Preferred Qualifications
- Experience working on LLM inference, multimodal inference, agent infrastructure, AI assistants, coding agents, or frontier-model serving platforms.
- Experience with tensor parallelism, pipeline parallelism, model sharding, KV-cache optimization, batching, speculative decoding, streaming inference, and long-context serving.
- Experience designing context engineering platforms, prompt/version management systems, model-routing frameworks, semantic caching layers, token-budgeting systems, or LLM cost dashboards.

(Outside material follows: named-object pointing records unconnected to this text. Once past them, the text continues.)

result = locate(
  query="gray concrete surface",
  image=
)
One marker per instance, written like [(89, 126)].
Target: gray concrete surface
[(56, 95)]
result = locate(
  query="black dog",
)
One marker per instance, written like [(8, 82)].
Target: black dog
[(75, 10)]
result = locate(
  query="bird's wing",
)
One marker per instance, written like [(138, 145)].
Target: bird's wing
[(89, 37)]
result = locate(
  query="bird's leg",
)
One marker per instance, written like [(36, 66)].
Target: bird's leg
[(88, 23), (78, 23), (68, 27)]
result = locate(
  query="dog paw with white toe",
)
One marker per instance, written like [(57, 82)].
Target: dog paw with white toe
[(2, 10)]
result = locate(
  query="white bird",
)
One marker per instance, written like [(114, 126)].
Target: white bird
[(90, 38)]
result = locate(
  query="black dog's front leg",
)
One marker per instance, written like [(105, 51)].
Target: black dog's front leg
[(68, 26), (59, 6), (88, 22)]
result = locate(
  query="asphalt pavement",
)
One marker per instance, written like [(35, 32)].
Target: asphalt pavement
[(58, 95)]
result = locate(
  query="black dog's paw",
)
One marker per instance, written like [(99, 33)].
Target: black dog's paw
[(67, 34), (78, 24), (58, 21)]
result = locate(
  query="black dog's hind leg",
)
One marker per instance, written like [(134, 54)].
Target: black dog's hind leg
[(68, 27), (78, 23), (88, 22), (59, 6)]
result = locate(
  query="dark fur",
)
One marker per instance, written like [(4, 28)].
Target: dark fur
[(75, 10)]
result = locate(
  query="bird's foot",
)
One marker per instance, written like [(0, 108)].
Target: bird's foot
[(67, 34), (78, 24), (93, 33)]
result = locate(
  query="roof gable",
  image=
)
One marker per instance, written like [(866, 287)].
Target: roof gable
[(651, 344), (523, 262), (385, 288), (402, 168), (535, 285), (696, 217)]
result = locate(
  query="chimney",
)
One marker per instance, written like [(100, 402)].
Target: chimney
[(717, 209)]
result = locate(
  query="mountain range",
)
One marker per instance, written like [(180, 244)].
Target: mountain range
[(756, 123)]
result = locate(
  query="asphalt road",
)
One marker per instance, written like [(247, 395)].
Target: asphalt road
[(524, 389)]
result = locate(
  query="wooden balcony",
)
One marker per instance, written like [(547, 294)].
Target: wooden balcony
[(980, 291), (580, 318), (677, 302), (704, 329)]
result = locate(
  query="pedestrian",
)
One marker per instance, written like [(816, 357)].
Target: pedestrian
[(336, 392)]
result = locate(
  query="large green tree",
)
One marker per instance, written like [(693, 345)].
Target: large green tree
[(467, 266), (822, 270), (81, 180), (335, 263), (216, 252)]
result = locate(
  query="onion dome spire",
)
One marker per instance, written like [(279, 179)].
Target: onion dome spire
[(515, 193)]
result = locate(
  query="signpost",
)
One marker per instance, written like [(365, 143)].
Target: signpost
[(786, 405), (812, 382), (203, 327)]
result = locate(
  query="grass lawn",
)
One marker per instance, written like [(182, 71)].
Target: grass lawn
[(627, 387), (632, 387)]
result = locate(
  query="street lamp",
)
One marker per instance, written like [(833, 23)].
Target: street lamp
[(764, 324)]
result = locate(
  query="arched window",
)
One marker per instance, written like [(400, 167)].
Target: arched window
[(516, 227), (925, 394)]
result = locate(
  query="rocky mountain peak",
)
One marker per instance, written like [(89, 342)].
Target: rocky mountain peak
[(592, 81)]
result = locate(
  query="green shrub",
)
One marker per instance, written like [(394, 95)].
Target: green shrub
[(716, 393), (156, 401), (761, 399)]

- Experience profiling GPU workloads using Nsight Systems, Nsight Compute, rocprof, perf, Prometheus, Grafana, OpenTelemetry, or custom profiling systems.
- Experience with large-scale distributed training, RL infrastructure, checkpointing, ML compiler optimizations, model graph transformations, or training runtime systems.
- Experience designing release gates, regression detection systems, canary systems, CI/CD validation frameworks, and production safety controls for performance-sensitive infrastructure.
- Experience with evals, model quality measurement, hallucination detection, grounding evaluation, safety testing, and model behavior monitoring.
Technical Skill Areas
AI Systems: LLM serving, inference runtime, training infrastructure, post-training workflows, agent systems, multimodal models
Inference: batching, routing, KV-cache, streaming, latency optimization, model serving, tensor parallelism, pipeline parallelism
Performance Engineering: CUDA, Triton, GPU profiling, kernel optimization, memory bandwidth, communication libraries, distributed execution
Context Engineering: prompt architecture, dynamic context assembly, RAG, memory, context compression, context ranking, source grounding, permission-aware retrieval
Cost Optimization: token budgeting, caching, model routing, fallback strategies, cost telemetry, batching, async workflows, cost-quality trade-offs
Distributed Systems: scheduling, orchestration, reliability, fault tolerance, observability, scalability, service design
ML Frameworks: PyTorch, JAX, TensorFlow, Triton, vLLM-style serving, Ray
Infrastructure: Kubernetes, Docker, Terraform, CI/CD, cloud platforms, Linux systems, networking, storage
Safety & Validation: evals, release gates, canaries, regression testing, model behavior validation, rollout safety
Candidate Profile
The ideal candidate is a senior hands-on architect who can operate across the full AI systems stack.
They should be able to discuss GPU memory bottlenecks, distributed inference, model-serving reliability, context quality, cost optimization, release validation, eval pipelines, observability, and production rollout with engineering teams, while also explaining architecture decisions clearly to senior leadership.
The candidate should not be limited to architecture diagrams. They must be capable of reviewing implementation quality, identifying bottlenecks, debugging production issues, challenging weak assumptions, and converting repeated failures into stronger platform abstractions.
This role requires the judgment of a senior architect, the debugging mindset of a systems engineer, and the ownership mindset required for production AI infrastructure.